Unlike sharding where we run multiple copies of an individual zone in modern BFA, what we're doing in Classic is actually running multiple copies of the entire world. So let's say you playing on a server there might be three entire copies of Azeroth, full versions of Azeroth, where you can walk around, take a zeppelin, and you won't see people appearing and disappearing around you and each one of them will have the same capacity as original servers did back in 2005-2006. We're thinking about for something like 3000 range--we'll see, these numbers are flexible. Over time, as the first weeks pass, we can increase those caps as players spread out around the world. We can also reduce the number of total copies of the world that are needed until a few weeks in we'll have one single copy of the world per server. So, there's no sharding of any type, and that's how things will remain from that point.
Development of Classic
: Did you want to change anything during the Classic development?
: We look at things and think "we could do that so much better now," but at some point it's dangerous to start substituting our modern judgments for how things were back then because we're changing the experience and our mission really is to recreate something that has been lost to the sands of time. Otherwise, it's a piece of gaming history. It's the origin of World of Warcraft's story, and some of us said internally joking "it belongs to a museum." We wanted to create that thing, we wanted to memorialize and immortalize it, and we can't accomplish that by changing it.
: Do you plan to take some ideas from Classic development and apply them to live servers?
: One example that I can think of--let's take a look at how our code evolved. We removed the ability called "Eye of the Beast" from hunters and, as a result of several code changes, it was actually impossible to us to reinstate it in modern WoW-- it would be a tremendous amount of work. Well, to make Classic happen, we had to do most of that work. There are still some bugs to fix, but we actually think in the modern game, thanks to the work we've done to make "Eyes of the Beast" work again, there's no reason we can't give hunters that ability back in Battle for Azeroth, and that's like a small example of something.
: Do you plan to release cinematics for vanilla or remasters of original launch trailers?
: It's a really cool idea that might be fun to do one day.
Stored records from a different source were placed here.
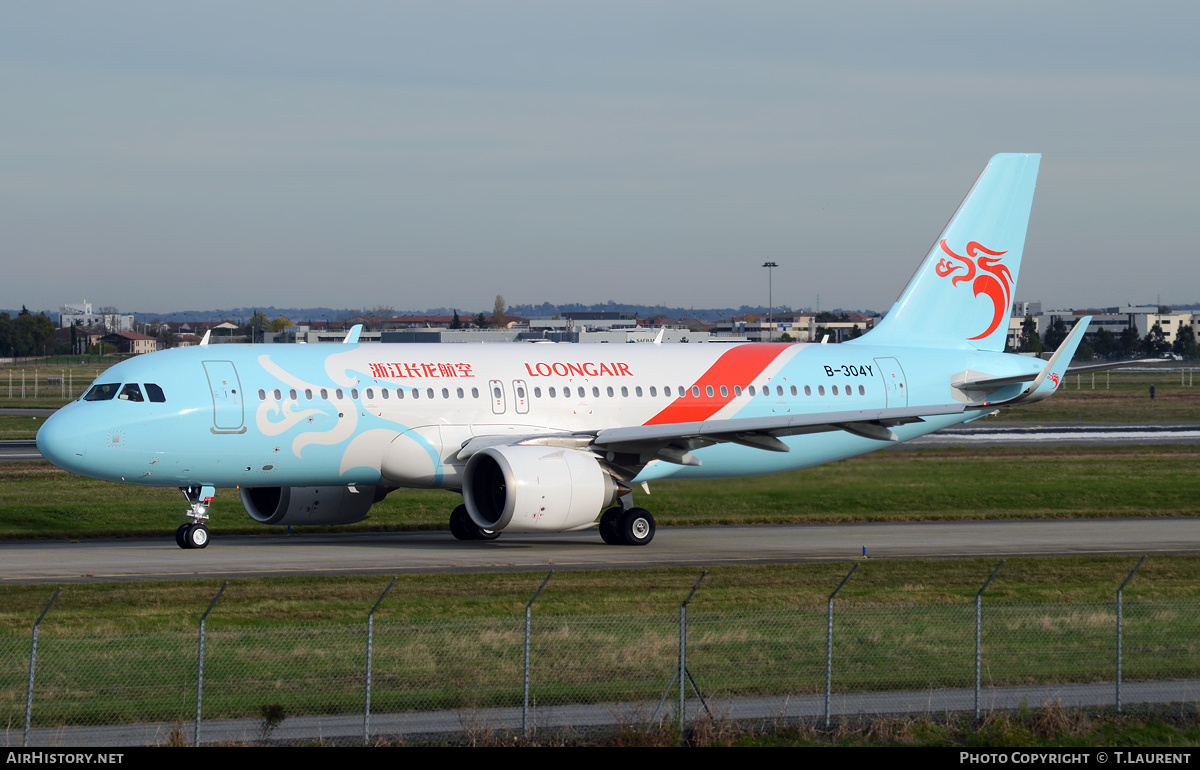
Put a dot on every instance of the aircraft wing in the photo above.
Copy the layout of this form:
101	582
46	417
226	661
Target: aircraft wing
672	443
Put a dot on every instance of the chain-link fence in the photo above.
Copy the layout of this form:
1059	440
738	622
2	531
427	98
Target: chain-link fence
454	675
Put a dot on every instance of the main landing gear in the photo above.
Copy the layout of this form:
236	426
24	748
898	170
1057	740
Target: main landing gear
627	527
195	534
462	528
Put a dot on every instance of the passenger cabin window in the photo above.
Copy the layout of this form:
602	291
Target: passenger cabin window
131	392
156	396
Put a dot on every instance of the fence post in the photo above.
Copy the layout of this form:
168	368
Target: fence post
829	641
525	702
33	661
978	629
199	666
1120	617
682	673
366	697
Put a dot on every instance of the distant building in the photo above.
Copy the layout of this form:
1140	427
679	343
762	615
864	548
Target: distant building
799	326
131	342
82	316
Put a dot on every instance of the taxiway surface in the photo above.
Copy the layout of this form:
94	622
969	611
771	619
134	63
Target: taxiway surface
251	555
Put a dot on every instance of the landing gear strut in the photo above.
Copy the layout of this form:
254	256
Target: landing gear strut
195	534
627	527
462	528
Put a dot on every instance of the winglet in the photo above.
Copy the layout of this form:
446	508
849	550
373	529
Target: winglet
1048	379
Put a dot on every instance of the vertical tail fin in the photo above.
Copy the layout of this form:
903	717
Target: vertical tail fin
963	293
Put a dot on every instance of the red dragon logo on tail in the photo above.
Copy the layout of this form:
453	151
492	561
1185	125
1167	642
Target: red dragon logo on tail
990	277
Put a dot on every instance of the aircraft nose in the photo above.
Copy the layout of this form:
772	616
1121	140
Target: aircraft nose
61	440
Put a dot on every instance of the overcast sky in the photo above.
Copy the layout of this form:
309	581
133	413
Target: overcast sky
160	156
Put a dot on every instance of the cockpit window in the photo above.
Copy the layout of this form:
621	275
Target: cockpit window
131	392
155	393
102	392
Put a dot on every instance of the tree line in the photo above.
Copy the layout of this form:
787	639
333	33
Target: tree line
28	335
1110	347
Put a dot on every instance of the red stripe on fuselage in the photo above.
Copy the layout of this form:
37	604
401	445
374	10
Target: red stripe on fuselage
736	367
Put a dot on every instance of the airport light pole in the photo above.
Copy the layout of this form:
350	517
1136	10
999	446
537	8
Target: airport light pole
771	301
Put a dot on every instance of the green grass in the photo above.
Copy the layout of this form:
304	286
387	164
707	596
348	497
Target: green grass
118	653
39	500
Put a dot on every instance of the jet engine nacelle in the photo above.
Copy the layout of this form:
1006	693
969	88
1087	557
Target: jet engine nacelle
535	488
310	505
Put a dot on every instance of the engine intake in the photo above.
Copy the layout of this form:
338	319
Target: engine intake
535	488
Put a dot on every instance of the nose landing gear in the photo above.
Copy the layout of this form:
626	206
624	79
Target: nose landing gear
195	534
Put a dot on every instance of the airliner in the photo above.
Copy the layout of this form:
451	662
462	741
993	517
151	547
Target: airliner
558	437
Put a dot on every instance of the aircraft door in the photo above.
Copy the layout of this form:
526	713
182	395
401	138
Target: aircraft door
894	385
496	391
521	397
228	414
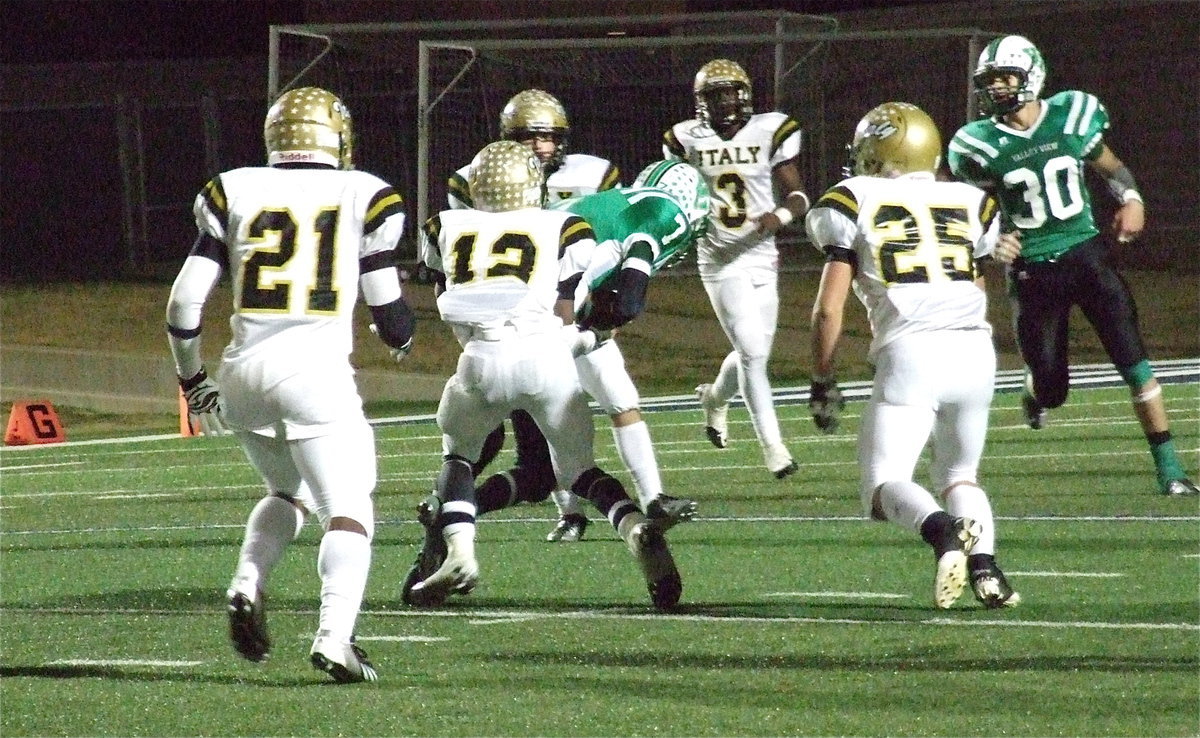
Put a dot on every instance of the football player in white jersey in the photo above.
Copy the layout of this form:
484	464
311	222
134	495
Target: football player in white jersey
501	269
539	120
909	245
298	239
747	157
640	231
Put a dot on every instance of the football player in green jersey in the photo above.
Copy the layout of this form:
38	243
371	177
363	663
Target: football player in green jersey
1030	151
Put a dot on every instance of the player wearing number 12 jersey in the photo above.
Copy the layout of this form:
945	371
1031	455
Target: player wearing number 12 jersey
909	244
745	157
1031	153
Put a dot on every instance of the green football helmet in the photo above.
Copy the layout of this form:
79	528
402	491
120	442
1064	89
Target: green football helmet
1014	55
309	125
685	185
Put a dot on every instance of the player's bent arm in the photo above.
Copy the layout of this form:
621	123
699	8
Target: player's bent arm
185	309
829	307
1129	220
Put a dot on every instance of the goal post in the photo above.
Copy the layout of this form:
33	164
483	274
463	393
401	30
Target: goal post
426	97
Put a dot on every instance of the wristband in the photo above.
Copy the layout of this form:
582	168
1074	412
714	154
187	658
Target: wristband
799	192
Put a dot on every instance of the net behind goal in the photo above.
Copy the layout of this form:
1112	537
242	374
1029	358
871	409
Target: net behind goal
623	83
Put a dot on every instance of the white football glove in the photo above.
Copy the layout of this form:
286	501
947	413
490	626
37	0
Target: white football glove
826	403
397	354
585	340
201	393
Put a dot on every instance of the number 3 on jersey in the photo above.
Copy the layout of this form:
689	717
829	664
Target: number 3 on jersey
268	273
923	245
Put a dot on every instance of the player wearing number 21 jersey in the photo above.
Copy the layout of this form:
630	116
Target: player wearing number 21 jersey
299	239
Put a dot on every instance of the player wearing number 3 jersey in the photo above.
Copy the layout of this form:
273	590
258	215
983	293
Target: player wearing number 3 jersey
1031	154
745	157
909	245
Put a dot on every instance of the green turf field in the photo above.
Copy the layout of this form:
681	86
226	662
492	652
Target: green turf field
798	618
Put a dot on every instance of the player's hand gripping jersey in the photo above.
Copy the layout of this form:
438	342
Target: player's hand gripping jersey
1038	174
913	250
291	241
739	174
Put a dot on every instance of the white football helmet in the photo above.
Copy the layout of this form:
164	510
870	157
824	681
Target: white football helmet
309	125
505	175
1014	55
685	185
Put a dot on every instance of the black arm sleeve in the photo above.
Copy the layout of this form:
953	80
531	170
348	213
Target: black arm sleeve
395	322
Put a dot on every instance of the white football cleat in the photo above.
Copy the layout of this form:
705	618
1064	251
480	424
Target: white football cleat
345	661
952	562
457	574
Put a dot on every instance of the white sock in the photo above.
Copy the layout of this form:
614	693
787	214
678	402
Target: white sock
568	503
966	499
637	454
343	564
271	526
906	503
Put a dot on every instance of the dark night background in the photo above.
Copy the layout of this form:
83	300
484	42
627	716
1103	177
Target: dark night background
113	113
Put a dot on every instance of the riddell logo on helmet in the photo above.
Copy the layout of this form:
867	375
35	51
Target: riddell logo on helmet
294	156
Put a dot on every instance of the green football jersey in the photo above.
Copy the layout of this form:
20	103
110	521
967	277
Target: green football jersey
633	220
1038	174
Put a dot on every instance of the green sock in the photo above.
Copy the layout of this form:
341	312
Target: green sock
1167	461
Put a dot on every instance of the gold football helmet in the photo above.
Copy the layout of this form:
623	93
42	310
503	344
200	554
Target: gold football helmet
532	113
895	138
309	125
505	175
714	77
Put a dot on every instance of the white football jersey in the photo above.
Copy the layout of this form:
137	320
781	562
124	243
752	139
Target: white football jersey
580	174
504	268
913	243
294	240
739	180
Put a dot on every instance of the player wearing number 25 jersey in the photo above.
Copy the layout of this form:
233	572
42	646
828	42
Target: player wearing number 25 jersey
299	239
745	157
1031	153
909	244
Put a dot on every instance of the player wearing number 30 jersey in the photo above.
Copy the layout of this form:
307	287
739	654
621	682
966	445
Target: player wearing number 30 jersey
1031	153
909	245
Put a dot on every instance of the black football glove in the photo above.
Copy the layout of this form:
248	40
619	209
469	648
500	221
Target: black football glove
201	393
826	403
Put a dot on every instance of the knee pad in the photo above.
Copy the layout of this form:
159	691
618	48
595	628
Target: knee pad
492	445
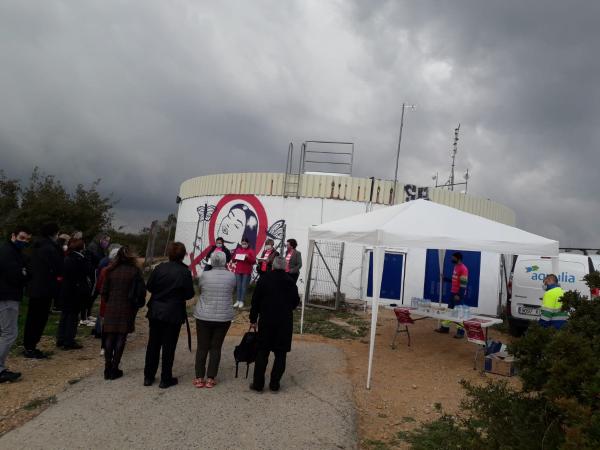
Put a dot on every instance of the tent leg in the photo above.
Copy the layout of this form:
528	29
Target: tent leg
378	255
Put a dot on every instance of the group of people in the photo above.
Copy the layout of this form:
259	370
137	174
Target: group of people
61	271
58	273
274	299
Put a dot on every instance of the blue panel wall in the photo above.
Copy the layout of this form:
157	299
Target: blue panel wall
391	283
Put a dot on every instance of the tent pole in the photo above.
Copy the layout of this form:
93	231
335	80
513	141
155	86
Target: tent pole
555	268
441	258
378	255
311	249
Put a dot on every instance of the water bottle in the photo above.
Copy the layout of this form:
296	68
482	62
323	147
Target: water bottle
467	311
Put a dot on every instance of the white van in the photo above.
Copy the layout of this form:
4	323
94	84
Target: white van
525	288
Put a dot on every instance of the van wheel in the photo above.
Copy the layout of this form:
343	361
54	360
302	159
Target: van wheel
517	328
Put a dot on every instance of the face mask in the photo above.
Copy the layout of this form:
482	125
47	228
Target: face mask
21	244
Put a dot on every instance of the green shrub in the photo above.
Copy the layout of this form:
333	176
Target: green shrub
558	405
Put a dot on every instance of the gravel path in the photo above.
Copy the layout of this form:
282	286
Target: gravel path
313	410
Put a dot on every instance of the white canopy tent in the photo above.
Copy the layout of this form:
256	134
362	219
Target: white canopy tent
424	224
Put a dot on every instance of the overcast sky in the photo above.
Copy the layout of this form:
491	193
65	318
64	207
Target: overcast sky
145	94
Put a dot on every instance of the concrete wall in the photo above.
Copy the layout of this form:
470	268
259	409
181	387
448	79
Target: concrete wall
259	217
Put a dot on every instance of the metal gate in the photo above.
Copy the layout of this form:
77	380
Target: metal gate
324	275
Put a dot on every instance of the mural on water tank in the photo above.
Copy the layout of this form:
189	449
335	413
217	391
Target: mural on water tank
235	216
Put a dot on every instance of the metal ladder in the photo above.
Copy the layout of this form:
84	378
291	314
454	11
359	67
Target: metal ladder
291	182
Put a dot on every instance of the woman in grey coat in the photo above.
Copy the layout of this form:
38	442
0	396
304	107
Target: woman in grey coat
213	314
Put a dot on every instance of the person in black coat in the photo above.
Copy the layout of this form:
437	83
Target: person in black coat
75	290
218	247
170	285
13	278
273	303
46	268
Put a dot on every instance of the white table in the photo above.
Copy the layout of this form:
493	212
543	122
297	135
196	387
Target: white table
447	315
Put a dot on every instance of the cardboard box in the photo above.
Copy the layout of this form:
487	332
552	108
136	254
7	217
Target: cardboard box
500	363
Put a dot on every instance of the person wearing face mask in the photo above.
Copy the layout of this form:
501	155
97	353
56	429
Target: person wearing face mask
76	288
96	252
46	268
264	263
552	314
293	259
14	275
218	247
458	288
244	259
61	242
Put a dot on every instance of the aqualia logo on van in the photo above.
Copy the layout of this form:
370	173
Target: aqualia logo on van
563	277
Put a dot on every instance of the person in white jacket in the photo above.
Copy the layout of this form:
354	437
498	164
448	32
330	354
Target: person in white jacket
213	314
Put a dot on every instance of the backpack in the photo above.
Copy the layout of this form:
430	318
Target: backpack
137	291
246	351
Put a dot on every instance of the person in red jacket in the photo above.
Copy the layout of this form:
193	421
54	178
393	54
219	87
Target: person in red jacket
244	259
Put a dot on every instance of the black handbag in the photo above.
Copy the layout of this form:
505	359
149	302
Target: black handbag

For Warcraft III: Reforged, we saw an updated cinematic. I think one of the things that's really an amazing testament to our cinematic artists at Blizzard is if you watch that 2004 original launch trailer it still holds up, it still looks fantastic, but that's the kind of things that would be really fun to do one day. I'm a mere developer so I can't speak for our cinematic artists, but I'm sure they would love to do it at some point too.